Pour marquer les 25 ans d'O Vertigo, Ginette Laurin reprend La chambre blanche, 17 ans après sa création. Présenté à la Cinquième salle de la Place des Arts, à partir du 12 février, ce huis clos dans un hôpital psychiatrique subit une cure de rajeunissement: nouvelle trame sonore, nouveaux éclairages et une majorité de nouveaux danseurs, qui plongent avec abandon dans ce lumineux cauchemar.

En 1989, alors que Ginette Laurin et ses danseurs jettent les bases de ce qui deviendra La chambre blanche, un homme entre à l'École polytechnique et tue 14 femmes. «À l'époque, cet événement nous avait terriblement influencés parce que j'explorais justement cette ligne très fine entre le contrôle de soi et la perte de contrôle, la folie aussi», se souvient Ginette Laurin.

 

Et voilà qu'en 2006, alors que Laurin ravive un projet de film basé sur La chambre blanche, Kimveer Gill fait irruption au collège Dawson. La chorégraphe est plus convaincue que jamais de la pertinence de La Chambre blanche: elle en fait non seulement une version filmée - qui sera présentée notamment sur ARTV, Bravo et au Festival international du film sur l'art 2010 - mais décide aussi d'y aller d'une nouvelle version scénique.

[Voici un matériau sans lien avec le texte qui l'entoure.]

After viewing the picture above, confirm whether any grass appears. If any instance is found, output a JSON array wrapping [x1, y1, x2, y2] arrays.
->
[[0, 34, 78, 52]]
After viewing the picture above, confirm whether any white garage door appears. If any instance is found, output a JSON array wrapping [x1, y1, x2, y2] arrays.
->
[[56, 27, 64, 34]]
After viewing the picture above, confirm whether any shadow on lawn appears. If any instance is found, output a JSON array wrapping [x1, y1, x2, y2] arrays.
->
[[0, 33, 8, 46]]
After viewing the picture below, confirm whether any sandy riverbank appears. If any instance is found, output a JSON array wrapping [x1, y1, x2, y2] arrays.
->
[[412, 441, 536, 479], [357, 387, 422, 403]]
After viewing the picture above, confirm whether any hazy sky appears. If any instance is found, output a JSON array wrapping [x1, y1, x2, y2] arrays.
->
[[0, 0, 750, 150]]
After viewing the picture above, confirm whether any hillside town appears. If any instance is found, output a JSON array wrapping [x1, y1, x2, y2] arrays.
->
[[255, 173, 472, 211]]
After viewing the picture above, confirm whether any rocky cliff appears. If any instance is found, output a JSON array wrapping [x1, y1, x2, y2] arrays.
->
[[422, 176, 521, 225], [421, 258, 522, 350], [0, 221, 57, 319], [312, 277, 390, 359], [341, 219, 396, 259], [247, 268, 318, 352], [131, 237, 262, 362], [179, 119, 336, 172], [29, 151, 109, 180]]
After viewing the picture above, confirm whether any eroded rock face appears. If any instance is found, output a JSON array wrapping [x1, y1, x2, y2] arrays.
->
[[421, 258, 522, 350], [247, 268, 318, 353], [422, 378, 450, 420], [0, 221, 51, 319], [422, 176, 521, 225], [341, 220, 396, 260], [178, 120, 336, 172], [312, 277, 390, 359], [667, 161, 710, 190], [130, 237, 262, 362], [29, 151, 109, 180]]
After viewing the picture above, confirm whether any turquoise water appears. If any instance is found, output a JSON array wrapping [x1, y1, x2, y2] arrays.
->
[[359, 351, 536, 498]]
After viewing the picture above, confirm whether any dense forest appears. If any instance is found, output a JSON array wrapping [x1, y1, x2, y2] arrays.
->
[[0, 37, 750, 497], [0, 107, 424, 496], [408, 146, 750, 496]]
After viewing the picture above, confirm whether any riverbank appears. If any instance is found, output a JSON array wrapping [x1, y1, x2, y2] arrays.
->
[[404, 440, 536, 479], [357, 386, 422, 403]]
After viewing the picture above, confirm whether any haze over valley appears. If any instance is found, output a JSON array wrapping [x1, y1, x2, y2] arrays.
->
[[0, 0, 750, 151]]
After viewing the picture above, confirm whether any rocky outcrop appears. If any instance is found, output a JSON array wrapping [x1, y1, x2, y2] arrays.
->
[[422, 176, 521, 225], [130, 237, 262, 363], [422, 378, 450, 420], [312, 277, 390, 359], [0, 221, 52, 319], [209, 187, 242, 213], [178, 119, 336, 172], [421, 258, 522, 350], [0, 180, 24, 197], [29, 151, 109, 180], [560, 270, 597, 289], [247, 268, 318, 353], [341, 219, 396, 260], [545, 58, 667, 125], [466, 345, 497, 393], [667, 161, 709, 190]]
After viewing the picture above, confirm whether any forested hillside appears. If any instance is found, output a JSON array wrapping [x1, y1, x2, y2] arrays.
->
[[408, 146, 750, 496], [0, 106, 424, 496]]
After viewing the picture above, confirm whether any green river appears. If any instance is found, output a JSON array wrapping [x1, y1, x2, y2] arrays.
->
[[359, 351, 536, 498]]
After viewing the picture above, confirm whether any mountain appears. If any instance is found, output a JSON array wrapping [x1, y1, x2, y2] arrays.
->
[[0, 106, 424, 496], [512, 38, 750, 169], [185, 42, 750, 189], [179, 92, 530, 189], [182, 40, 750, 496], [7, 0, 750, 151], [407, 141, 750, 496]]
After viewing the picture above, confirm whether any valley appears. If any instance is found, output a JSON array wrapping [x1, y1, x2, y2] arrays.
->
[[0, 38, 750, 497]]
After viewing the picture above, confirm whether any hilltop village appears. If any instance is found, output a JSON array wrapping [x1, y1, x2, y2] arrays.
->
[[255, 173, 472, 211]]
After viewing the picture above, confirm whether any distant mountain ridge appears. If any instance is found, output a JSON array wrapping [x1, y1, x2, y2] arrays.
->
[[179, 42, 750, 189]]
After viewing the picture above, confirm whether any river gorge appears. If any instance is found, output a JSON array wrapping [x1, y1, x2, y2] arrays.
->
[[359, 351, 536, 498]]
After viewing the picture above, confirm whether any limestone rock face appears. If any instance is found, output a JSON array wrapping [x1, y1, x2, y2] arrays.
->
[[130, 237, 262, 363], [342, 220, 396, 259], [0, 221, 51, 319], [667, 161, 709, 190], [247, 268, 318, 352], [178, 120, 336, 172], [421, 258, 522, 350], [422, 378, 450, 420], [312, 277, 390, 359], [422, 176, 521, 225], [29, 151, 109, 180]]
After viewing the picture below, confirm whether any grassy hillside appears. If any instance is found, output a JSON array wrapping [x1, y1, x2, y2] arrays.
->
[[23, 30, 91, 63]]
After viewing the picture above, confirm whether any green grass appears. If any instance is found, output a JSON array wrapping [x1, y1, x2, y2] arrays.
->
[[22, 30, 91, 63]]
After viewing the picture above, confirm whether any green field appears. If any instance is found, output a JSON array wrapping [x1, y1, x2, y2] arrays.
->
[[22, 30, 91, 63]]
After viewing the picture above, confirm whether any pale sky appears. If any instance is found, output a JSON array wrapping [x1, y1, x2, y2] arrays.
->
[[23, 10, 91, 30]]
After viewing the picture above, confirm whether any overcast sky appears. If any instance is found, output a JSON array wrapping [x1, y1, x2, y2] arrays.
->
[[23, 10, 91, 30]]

La recréation est au coeur même d'une discipline comme le théâtre ou même le ballet. Mais l'exercice demeure rare en danse contemporaine, particulièrement au Québec, malgré certaines exceptions, dont Marie Chouinard et Margie Gillis. «C'est parce que les jeunes chorégraphes ont surtout envie de créer, d'aller de l'avant, souligne Laurin. Et ça coûte de l'argent, remonter une pièce! Il faut souvent reconstruire le décor, les danseurs changent... C'est aussi plus difficile de s'allier des coproducteurs, qui cherchent la nouveauté. Il faudrait un soutien particulier pour nous inciter à remonter des chorégraphies...»

Pas de copie conforme

Cela dit, en recréant La chambre blanche, Laurin n'a pas l'impression de regarder en arrière. Les vidéos de la première version sont vite remisées: il est impératif que la fêlure de chacun des personnages colle aux nouveaux interprètes. Ainsi, 14 des 18 tableaux de La chambre blanche sont renouvelés. «La fin est d'ailleurs plus grave que dans la version originale», avoue la chorégraphe, découragée qu'une tuerie comme celle de Polytechnique se reproduise encore aujourd'hui.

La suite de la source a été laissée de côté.